Intellectual property
Assemble documentation for patents, trademarks, copyrights, and licenses. Intellectual property protection can be a major consideration during a transaction. As such, it is important to properly document all intellectual property.
HR records
Prepare employee rosters, compensation plans, and benefit summaries. Are there any key employees that are pivotal to operations? Are there any employees that are currently compensated above or below what you think the market rate would be?
Legal and compliance
Ensure all regulatory filings, permits, and licenses are current.
Action steps:
- Conduct a mock due diligence review with your advisors to identify and address potential red flags before buyers do.
- If any red flags are uncovered, take steps to mitigate them, ideally before a transaction process is kicked off.
Conclusion
Preparing your business for a merger or acquisition is a multifaceted process that goes far beyond the obvious.
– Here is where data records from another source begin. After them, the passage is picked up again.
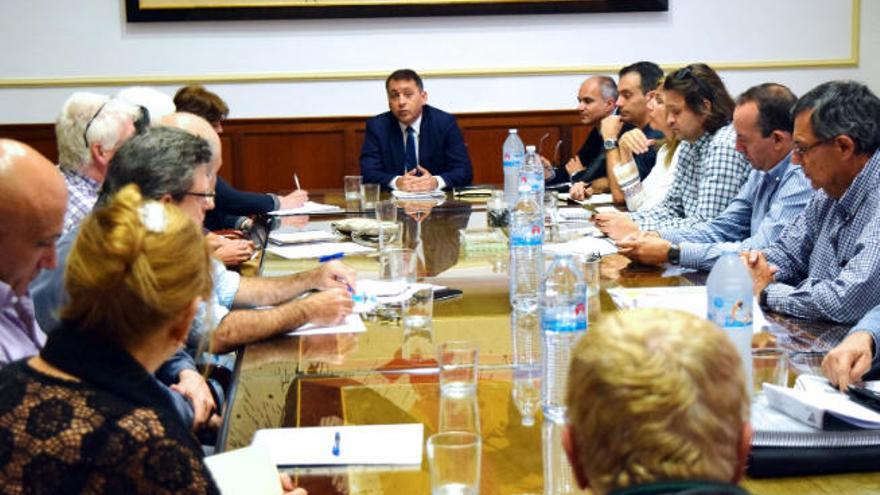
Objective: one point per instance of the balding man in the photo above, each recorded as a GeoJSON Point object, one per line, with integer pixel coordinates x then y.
{"type": "Point", "coordinates": [89, 129]}
{"type": "Point", "coordinates": [31, 216]}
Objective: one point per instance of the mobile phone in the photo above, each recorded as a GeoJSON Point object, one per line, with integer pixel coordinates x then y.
{"type": "Point", "coordinates": [446, 294]}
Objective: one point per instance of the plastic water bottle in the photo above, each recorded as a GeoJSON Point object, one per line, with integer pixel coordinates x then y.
{"type": "Point", "coordinates": [532, 174]}
{"type": "Point", "coordinates": [512, 154]}
{"type": "Point", "coordinates": [563, 322]}
{"type": "Point", "coordinates": [729, 294]}
{"type": "Point", "coordinates": [525, 324]}
{"type": "Point", "coordinates": [526, 248]}
{"type": "Point", "coordinates": [627, 175]}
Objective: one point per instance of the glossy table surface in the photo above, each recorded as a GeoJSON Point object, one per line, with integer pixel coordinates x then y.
{"type": "Point", "coordinates": [383, 376]}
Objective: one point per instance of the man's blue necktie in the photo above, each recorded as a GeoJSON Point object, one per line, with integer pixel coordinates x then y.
{"type": "Point", "coordinates": [410, 161]}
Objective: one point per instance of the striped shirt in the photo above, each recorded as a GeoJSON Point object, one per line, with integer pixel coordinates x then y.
{"type": "Point", "coordinates": [82, 193]}
{"type": "Point", "coordinates": [709, 174]}
{"type": "Point", "coordinates": [829, 257]}
{"type": "Point", "coordinates": [766, 204]}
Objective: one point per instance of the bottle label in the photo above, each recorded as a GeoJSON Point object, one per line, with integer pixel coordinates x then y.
{"type": "Point", "coordinates": [571, 318]}
{"type": "Point", "coordinates": [730, 313]}
{"type": "Point", "coordinates": [529, 234]}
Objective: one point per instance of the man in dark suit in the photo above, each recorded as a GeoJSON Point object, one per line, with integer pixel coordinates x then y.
{"type": "Point", "coordinates": [414, 146]}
It demands mental readiness, honest self-assessment, clear goal-setting, and rigorous organization – all before a transaction process begins. By addressing both the emotional and practical aspects of the journey, you’ll not only increase your company’s attractiveness to buyers but also ensure that the outcome aligns with your vision for the future.
Remember: selling your business is not just a transaction—it’s a process. The better prepared you are, the more likely you’ll achieve a result that brings both financial reward and personal fulfillment.